If you've made it this far, I am most grateful. Whether or not you
accept the whole argument I've laid out here, I do ask one thing of you:
the story I told at the start of the role of government intervention in
this mess is true, whatever your grander conclusions about the causes
and cures are. Even if you don't buy my argument that more regulation
isn't the cure, to blame this mess on "the free market" should now
strike you as an obvious falsehood and I would hope, in the spirit of
fair play, that you would stop making that claim as you speak and write
about the ongoing events of the last two weeks. We can disagree in good
faith about what to do next, and we can disagree in good faith about the
degree to which government intervention caused the problems, but blaming
a non-existent free market for a crisis that clearly was to some extent
the result of government's extensive interventions in that market is
unfair. So if I have persuaded you of nothing else, I hope deeply that I
have persuaded you of that.

In the end, all I can ask of you is that you continue to think this
through. Explaining this crisis by greed won't get you far as greed,
like gravity, is a constant in our world. Explaining it as a failure of
free markets faces the obvious truth that these markets were far from
free of government. Consider that you may be mistaken. Consider that
perhaps government intervention, not free markets, caused profit-seekers
to undertake activities that harmed the economy.

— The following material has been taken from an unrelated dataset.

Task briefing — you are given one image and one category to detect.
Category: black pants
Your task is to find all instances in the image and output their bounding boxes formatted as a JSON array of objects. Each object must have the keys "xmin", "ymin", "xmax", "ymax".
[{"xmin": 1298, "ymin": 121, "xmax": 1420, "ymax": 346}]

Consider that
government intervention might have led banks and other organizations to
take on risks that they never should have. Consider that government
central banks are the only organizations capable of fueling this fire
with excess credit. And consider that various regulations might have
forced banks into bad loans and artificially pushed up home prices.
Lastly, consider that private sector actors are quite happy to support
such intervention and regulation because it is profitable.

Those of us who support free markets are not your enemies right now. The
real problem here is the marriage of corporate and state power. That is
the corporatism we both oppose. I ask of you only that you consider
whether such corporatism isn't the real cause of this mess and that
therefore you reconsider whether free markets are the cause and whether
increased regulation is the solution.

Thanks for reading.




  This is a terrific letter, I will be sending it around. Thanks for posting!